Stefan, Jenny, and Ben arrive and almost immediately stake a werewolf. Another werewolf is hiding in their backseat, but they don’t notice. They go to the hotel and stay in room 666, but the hotel doesn’t have six floors. Jenny and Ben have sex in a bad montage with gypsy dancers. Werewolves and people with fangs seem to be literally everywhere in town, even in the daylight.
The full moon rises, and Ben sneaks up to the werewolf castle. Vasile the dwarf gives Ben blessed earplugs that look like teeth. Stirba reveals that Stefan is her brother. Stirba says some magic words, and when Vasile loses his earplugs, his eyeballs explode.
Stirba captures Jenny, and Ben and Stefan have to rescue her. Meanwhile up at the dark castle, the werewolves are having a major orgy, including the same band that was playing back in L.A. “I haven’t felt like this since I was in the Mekong Delta,” Ben says. Meanwhile, more orgy. They get word that their enemies have arrived, and the orgy is over.
There’s a battle between five well-armed guys in the dark and a dozen men in monkey suits. “I told you we’d get these fuzz-balls!” shouts Ben. Soon, there are only three guys with guns. Stirba then throws her pet dragon at the priest in what is probably the coolest effects and gore shot in the movie.
Ben rushes in, kills Mariana and Vlad, and rescues Jenny. Stefan continues on to find Stirba. “Finally, we meet again,”she taunts. “For the last time,” he answers. Yeah, that’s the real dialog. Her hands glow, and he stabs her, letting all the glowing light out. The light surrounds them both and they burn to death.

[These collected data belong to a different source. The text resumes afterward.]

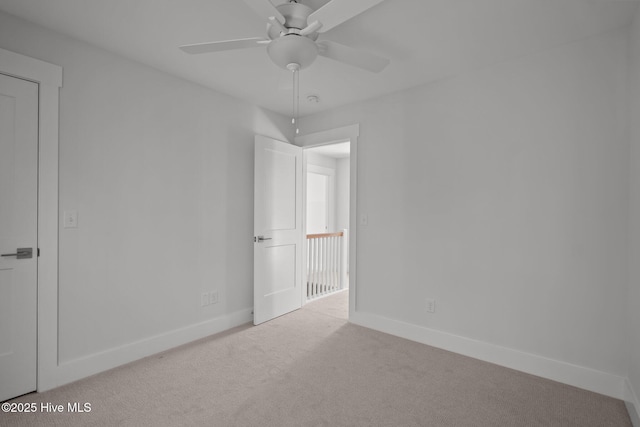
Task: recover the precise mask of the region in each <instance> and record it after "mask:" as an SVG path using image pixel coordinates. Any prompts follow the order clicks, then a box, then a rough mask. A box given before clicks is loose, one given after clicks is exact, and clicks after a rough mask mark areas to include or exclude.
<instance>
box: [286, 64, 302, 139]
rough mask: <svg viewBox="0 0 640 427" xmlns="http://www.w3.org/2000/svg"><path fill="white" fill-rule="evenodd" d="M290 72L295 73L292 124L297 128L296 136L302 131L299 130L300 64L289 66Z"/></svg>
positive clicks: (293, 96)
mask: <svg viewBox="0 0 640 427" xmlns="http://www.w3.org/2000/svg"><path fill="white" fill-rule="evenodd" d="M287 68H288V69H289V70H291V71H292V73H293V111H292V116H293V117H292V118H291V124H293V125H294V126H295V128H296V135H298V134H299V133H300V129H298V123H297V122H298V114H300V65H298V64H289V65H288V66H287Z"/></svg>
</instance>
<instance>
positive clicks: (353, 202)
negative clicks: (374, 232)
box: [295, 123, 360, 319]
mask: <svg viewBox="0 0 640 427" xmlns="http://www.w3.org/2000/svg"><path fill="white" fill-rule="evenodd" d="M359 136H360V124H359V123H356V124H353V125H348V126H343V127H339V128H334V129H329V130H325V131H321V132H315V133H310V134H306V135H300V136H296V137H295V144H296V145H298V146H300V147H302V148H303V149H306V148H313V147H320V146H322V145H331V144H336V143H339V142H346V141H349V143H350V154H349V318H350V319H351V318H352V316H353V315H354V313H355V312H356V310H357V309H358V300H357V280H356V279H357V278H356V274H357V271H358V269H357V251H356V248H357V244H358V238H357V236H358V233H357V225H358V222H357V218H358V212H357V209H358V185H357V184H358V179H357V178H358V137H359ZM302 153H303V154H302V155H303V162H302V179H303V185H302V189H303V192H304V194H303V197H302V198H303V200H306V198H307V194H306V193H307V192H306V186H307V163H306V160H307V158H306V157H307V156H306V151H303V152H302ZM306 208H307V207H306V203H303V204H302V209H303V211H302V221H303V224H302V225H303V230H306V214H307V212H306ZM302 251H303V255H302V259H303V260H304V259H306V257H307V245H306V244H303V245H302ZM303 271H306V267H305V268H304V270H303ZM304 280H305V279H304V278H303V282H304ZM303 301H304V302H306V298H304V299H303Z"/></svg>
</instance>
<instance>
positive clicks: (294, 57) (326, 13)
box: [180, 0, 390, 73]
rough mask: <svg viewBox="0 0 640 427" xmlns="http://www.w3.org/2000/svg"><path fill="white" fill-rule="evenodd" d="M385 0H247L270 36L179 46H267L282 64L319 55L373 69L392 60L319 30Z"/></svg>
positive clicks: (269, 49) (298, 63) (199, 53)
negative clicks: (322, 0)
mask: <svg viewBox="0 0 640 427" xmlns="http://www.w3.org/2000/svg"><path fill="white" fill-rule="evenodd" d="M382 1H383V0H331V1H329V2H328V3H327V4H325V5H324V6H322V7H320V8H319V9H318V10H315V11H314V10H313V9H311V8H310V7H309V6H306V5H304V4H302V3H299V2H298V1H297V0H288V1H287V2H286V3H283V4H280V5H278V6H274V5H273V3H271V1H270V0H244V2H245V3H247V5H249V6H250V7H251V8H252V9H253V10H254V11H255V12H256V13H258V15H260V16H261V17H263V18H265V19H266V20H267V38H261V37H253V38H246V39H237V40H225V41H217V42H208V43H198V44H190V45H185V46H180V49H182V50H183V51H185V52H187V53H191V54H202V53H212V52H220V51H225V50H234V49H245V48H252V47H259V46H265V45H266V48H267V53H268V54H269V57H270V58H271V60H272V61H273V62H274V63H275V64H276V65H278V66H279V67H281V68H284V69H288V70H290V71H294V72H296V71H298V70H301V69H303V68H305V67H308V66H309V65H311V63H313V61H314V60H315V59H316V57H317V56H318V55H320V56H324V57H326V58H330V59H333V60H336V61H339V62H343V63H346V64H350V65H353V66H355V67H358V68H362V69H365V70H368V71H371V72H374V73H378V72H380V71H382V70H383V69H384V68H385V67H386V66H387V65H389V62H390V61H389V60H388V59H386V58H382V57H380V56H378V55H375V54H373V53H370V52H365V51H362V50H356V49H353V48H351V47H348V46H345V45H342V44H339V43H335V42H332V41H329V40H321V41H317V39H318V36H319V34H320V33H323V32H325V31H329V30H330V29H332V28H334V27H336V26H338V25H340V24H342V23H343V22H345V21H347V20H349V19H351V18H353V17H355V16H357V15H359V14H360V13H362V12H364V11H365V10H367V9H370V8H371V7H373V6H375V5H376V4H378V3H380V2H382Z"/></svg>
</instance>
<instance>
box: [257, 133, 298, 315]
mask: <svg viewBox="0 0 640 427" xmlns="http://www.w3.org/2000/svg"><path fill="white" fill-rule="evenodd" d="M254 191H255V193H254V236H255V238H254V320H253V322H254V324H256V325H258V324H260V323H262V322H266V321H268V320H271V319H273V318H275V317H278V316H281V315H283V314H285V313H288V312H290V311H293V310H296V309H298V308H300V307H302V296H303V294H302V271H301V267H302V266H301V265H300V260H301V259H302V218H301V215H302V148H300V147H296V146H294V145H291V144H288V143H286V142H282V141H277V140H274V139H271V138H266V137H263V136H256V146H255V185H254ZM259 236H260V237H261V238H260V239H259V238H258V237H259ZM263 239H264V240H263Z"/></svg>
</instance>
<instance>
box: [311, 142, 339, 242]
mask: <svg viewBox="0 0 640 427" xmlns="http://www.w3.org/2000/svg"><path fill="white" fill-rule="evenodd" d="M305 156H306V161H307V172H309V171H311V172H316V173H321V174H326V175H327V176H329V182H328V187H329V194H328V196H327V199H328V202H329V208H328V227H329V229H328V230H326V231H322V233H333V232H335V231H336V210H337V203H336V202H337V200H336V168H337V166H336V159H335V158H333V157H329V156H325V155H323V154H320V153H315V152H314V151H313V150H307V151H306V153H305ZM308 208H309V204H308V201H307V209H308ZM307 218H309V212H307ZM315 232H317V230H316V231H315ZM307 233H314V231H313V230H311V229H310V228H309V227H307Z"/></svg>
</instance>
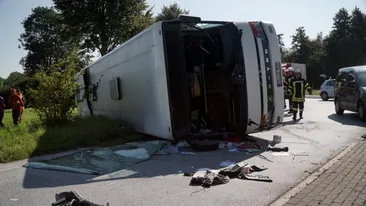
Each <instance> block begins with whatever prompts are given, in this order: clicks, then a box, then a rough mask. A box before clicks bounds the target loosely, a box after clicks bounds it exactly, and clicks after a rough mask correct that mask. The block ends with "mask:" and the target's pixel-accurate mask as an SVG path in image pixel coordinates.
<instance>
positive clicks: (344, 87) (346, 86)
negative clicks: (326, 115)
mask: <svg viewBox="0 0 366 206" xmlns="http://www.w3.org/2000/svg"><path fill="white" fill-rule="evenodd" d="M334 95H335V97H334V105H335V111H336V113H337V114H338V115H342V114H343V112H344V110H349V111H353V112H357V114H358V117H359V118H360V119H361V120H364V121H366V112H365V109H366V107H365V106H366V65H364V66H354V67H347V68H342V69H340V70H339V73H338V76H337V84H336V86H335V88H334Z"/></svg>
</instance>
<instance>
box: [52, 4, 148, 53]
mask: <svg viewBox="0 0 366 206" xmlns="http://www.w3.org/2000/svg"><path fill="white" fill-rule="evenodd" d="M53 2H54V4H55V8H56V9H57V10H58V11H59V12H60V13H61V14H62V16H63V18H64V20H65V22H66V23H67V26H68V32H67V33H68V35H70V36H72V37H74V38H77V39H78V38H82V39H83V44H82V48H85V49H89V50H91V51H95V49H97V50H98V51H99V52H100V54H101V55H102V56H104V55H105V54H107V53H108V52H110V51H111V50H113V49H114V48H115V47H117V46H118V45H119V44H121V43H123V42H125V41H126V40H128V39H129V38H131V37H132V36H134V35H135V34H137V33H139V32H140V31H142V30H143V29H144V28H146V27H147V26H149V25H150V24H151V23H152V20H153V19H152V13H151V10H152V8H150V9H148V5H147V3H146V0H84V1H83V3H80V2H79V1H74V0H53Z"/></svg>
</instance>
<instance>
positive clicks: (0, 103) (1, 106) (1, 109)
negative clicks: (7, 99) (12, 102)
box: [0, 96, 5, 127]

Back in L.A., it’s Halloween, and Ben and Jenny go to answer the door. It’s their first trick-or-treater. They open the door and it’s a werewolf. Their neighbor is a little Transylvanian priest that they saw on the road outside the castle. They’ve been followed home!
Commentary
This might just get my vote for “objectively worst episode of a franchise horror film.” It’s painfully bad to watch, and not in a fun way. I don’t know what the director and scriptwriter were on, but it was some pretty powerful stuff. Someone, somewhere, thought this was worth releasing to the public.
The monsters are cheap, the special effects shots are heavily borrowed from the first film, and the script and story are both atrocious. Most of the werewolves were literally men in monkey suits; the studio delivered monkey suits by mistake, and the director was told to “make it work.” A number of scenes had no purpose whatsoever, and nothing connected some of them together.
Sybil Danning spends most of the film dressing and posing like a supervillain from an R-rated version of the Power Rangers.
Christopher Lee looks bewildered here, as if he wasn’t given a script. He’s truly the only good part of this film, but even he can’t save the dialog. He wanted to be in this because he’d never done a werewolf film before, and spent the rest of his career apologizing to people about it.
He wasn’t wrong. This movie is comically awful.